The Premier League is by far the most successful football league in selling domestic TV rights. The income they can realize from broadcasting on a single match is almost triple what the major leagues can achieve.
The EPL’s dominance is also palpable on the international media market. If we compare the latest contracted international TV rights revenues per season, the EPL is the only championship to cash in more than EUR 1 billion in a season (EUR 1.582 billion), followed by LaLiga (EUR 897 million), Serie A (371 million), Bundesliga (EUR 240 million) and Ligue 1, with only EUR 80 million.
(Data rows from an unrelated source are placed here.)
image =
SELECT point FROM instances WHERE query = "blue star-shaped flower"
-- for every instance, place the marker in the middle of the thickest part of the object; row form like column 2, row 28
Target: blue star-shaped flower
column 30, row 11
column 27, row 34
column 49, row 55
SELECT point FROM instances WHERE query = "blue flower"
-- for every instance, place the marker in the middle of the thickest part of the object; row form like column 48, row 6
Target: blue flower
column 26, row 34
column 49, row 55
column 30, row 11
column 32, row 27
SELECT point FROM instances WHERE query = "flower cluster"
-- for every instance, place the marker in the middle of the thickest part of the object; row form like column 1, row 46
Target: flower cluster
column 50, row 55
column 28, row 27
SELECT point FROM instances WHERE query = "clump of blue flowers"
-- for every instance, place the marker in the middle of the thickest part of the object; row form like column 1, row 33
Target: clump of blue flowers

The Spanish LaLiga is also entering into a new 3-year broadcasting cycle in 2019-20, with Spanish telecommunications giant Telefonica outbidding its main rival Mediapro for the majority of broadcast rights. The deal is expected to raise EUR 3.4 billion in revenues, an almost 30 % rise, compared to the previous TV rights cycle. League president Javier Tebas expressed his intention to shrink the financial gap between LaLiga and England’s Premier League: he expects the two leagues to be practically equal within 10 years.
At the same time, La Liga begins a new 5-year deal with Mediapro on its international rights. The deal extension will bring LaLiga an additional EUR 4.485 billion in revenue, also a marking a 30 % increase on the previous 3-season cycle.
The German Bundesliga’s current 4-year broadcast rights deals, which started in the 2017/18 season, are to secure revenues of EUR 4.6 billion, an 85% growth compared to the previous cycle. Matches are broadcast live on Sky Germany (263 matches), Eurosport (40) and ZDF (3), while streaming platform DAZN holds highlight rights.
Although a new cycle is still two seasons away, Bundesliga CEO Christian Seifert questioned the “no-single buyer” rule, as he believes the possibility of monopoly on football fixtures could better help to increase revenues. In the meantime, DAZN signalled its interest in adding live games to its current portfolio in the next cycle.
While Bundesliga’s domestic TV rights revenues grow spectacularly, current international deals bring in only EUR 720 million (240 million per season), the second lowest amount per season after the French Ligue 1.
Italy’s Serie A is starting the second year of their current (2018-2021) cycle. Satellite broadcaster Sky Italia is showing 266 live matches, streaming platform DAZN broadcasts 114 games, while national TV channel RAI is televising only highlights. Sky and DAZN (owned by UK-based Perform Group) outbid Italy’s biggest commercial broadcaster Mediaset.
The value of domestic rights decreased in the current cycle by 9% compared to the previous one, from EUR 3.2 to 2.92 billion – a painful turn, especially as Italian clubs are traditionally heavily dependent on broadcasting revenues. In the meantime, revenues from international rights more than doubled in the current season.
France’s Ligue 1 is entering the last season of their current 4-year (2016-20) domestic cycle, while most deals for the next 4-year period (2020-24) have already been settled. Spanish group Mediapro won the main “lots” auctioned, with BeIN Sports securing the remaining packages. In contrast, Canal +, which had traditionally been the broadcaster of the French championship since 1984, have not been awarded any lot.
Contracts for the upcoming four seasons guarantee a massive, 59 % growth in revenues (from EUR 2.9 billion to 4.6 billion). However, Ligue 1 remains the least attractive among the “big five” leagues overseas, as the international TV rights revenues are almost 20 times smaller than those of the Premier League.